I couldn’t tell if he was making himself comfortable in the midst of insanity or experimenting with my world. This is a category of question that I deposit in a box labelled “When Our Language Skills Improve”.
Cuisine
The crêpe episode is a paragon of the kitchen complex. A couple makes dinner and we are confronted by right and wrong, control and convention, anger and pleasure, sensuality and furniture.
I was not surprised. Somehow between 2019 and 2022 I lived in 13 houses in 7 countries. Somewhere between 10 and 11 I exclaimed to a friend “I really need to stop hanging out in other people’s kitchens and get back to work.”
Wendy is prone to glorious dry insights. “Maybe hanging out in other people’s kitchens is the work.”
Indeed “hanging out” gives rather the wrong impression. This was no world tour of teacups and biscuits, dreamy chatter over art magazines. In fact, more than half of the experiences were dramatic.
I discovered that the kitchen is a place where people lose their tempers in an instant. Somehow, in this room we forget entirely about diversity and subjectivity. We become brittle and vulnerable over exceedingly mundane things. We are suddenly inept at negotiating difference. And uncharacteristically controlling.
In French, the word for prepared food, ‘cuisine’, is the same as the word for the room where that is done. Which goes to the heart of the matter. We tend to presume that the kitchen is a rationalized, functional, and straightforward place.
In contrast, we know the bedroom is complicated. We realize the bathroom is very personal. The dining room is the venue for intercultural dialogue. We don’t really know what the living room is for, so we have ceded it to the television. But the kitchen serves just one clear and present danger. There we mobilize our best technology and loyal diligence to efficiently subdue the lurking menace of hunger.

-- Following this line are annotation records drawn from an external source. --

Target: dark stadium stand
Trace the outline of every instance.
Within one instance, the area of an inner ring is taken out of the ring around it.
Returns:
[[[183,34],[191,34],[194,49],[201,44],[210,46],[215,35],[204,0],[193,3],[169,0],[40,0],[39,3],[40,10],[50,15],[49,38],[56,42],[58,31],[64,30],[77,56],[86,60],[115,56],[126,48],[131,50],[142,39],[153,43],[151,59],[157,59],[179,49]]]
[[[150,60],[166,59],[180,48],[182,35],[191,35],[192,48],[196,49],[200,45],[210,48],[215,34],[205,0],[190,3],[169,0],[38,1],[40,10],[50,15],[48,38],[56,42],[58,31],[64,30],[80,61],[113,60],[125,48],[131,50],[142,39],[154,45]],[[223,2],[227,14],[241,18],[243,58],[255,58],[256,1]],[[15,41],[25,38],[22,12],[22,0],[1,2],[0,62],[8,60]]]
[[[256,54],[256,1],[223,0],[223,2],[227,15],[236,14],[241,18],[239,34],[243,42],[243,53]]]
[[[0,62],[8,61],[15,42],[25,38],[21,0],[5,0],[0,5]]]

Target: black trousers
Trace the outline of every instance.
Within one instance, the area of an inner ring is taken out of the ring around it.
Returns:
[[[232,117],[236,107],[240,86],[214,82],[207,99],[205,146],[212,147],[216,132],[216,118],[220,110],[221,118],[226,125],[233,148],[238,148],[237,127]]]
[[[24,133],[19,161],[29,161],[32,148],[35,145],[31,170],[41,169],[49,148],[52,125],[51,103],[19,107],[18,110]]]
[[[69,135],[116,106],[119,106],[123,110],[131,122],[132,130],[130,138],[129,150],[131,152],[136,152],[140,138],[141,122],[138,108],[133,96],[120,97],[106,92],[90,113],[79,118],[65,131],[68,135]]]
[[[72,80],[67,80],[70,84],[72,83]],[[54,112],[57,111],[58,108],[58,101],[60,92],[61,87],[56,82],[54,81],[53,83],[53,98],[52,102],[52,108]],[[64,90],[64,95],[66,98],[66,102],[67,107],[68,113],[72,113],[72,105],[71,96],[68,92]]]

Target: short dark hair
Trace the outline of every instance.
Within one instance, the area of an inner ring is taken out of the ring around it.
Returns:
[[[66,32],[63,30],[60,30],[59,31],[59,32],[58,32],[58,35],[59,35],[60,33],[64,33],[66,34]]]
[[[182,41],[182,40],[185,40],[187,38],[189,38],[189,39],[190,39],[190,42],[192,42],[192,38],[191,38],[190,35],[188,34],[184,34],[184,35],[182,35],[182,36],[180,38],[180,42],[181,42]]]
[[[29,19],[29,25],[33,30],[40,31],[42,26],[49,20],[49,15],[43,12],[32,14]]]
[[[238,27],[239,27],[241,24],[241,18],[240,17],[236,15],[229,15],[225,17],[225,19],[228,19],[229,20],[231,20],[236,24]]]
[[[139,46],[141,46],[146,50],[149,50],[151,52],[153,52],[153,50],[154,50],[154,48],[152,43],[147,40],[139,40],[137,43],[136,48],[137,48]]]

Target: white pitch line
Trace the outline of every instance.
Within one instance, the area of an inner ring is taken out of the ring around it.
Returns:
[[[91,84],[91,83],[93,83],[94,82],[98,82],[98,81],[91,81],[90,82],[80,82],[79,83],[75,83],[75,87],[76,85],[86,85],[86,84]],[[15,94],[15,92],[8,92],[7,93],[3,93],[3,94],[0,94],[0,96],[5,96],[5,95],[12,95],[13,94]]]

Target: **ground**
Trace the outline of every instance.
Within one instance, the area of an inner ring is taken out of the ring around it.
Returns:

Except… The kitchen is also… a place of both solitude and sociality, labor and pleasure, fragility and intimacy. It’s the place where mother’s ghost lingers in imperatives and gestures and recipes. It’s a place where we continue to experiment and learn long after most of our life practices have hardened. It’s a place of grounding rituals of care and of contemplation over busy hands. It’s full of ecstasy, guilt, machines, lists, planning, rubberbands, and dirty sponges. Everything is rotting at different paces, and we try not to break the last of grandmother’s plates.
This book is about designing and redesigning our kitchens with attention to all of this. As a sociologist, I learned to observe before I theorize. As an entrepreneur, I seek agency in every aspect of every situation. As an artist, I know the greatest pleasure and satisfaction exude from manifesting my insights.
Everyday design is a space of creativity available to everyone. Good design is about learning to optimize the interactions between space, action, objects, and delight. My own observations described in this book serve as models for learning to observe what you may for now take for granted. Design also requires analyzing crashes, arguments, and experiments. This is a psychic as well as physical remodeling project. It proposes that we consider the kitchen as both crucible and pleasure-boat.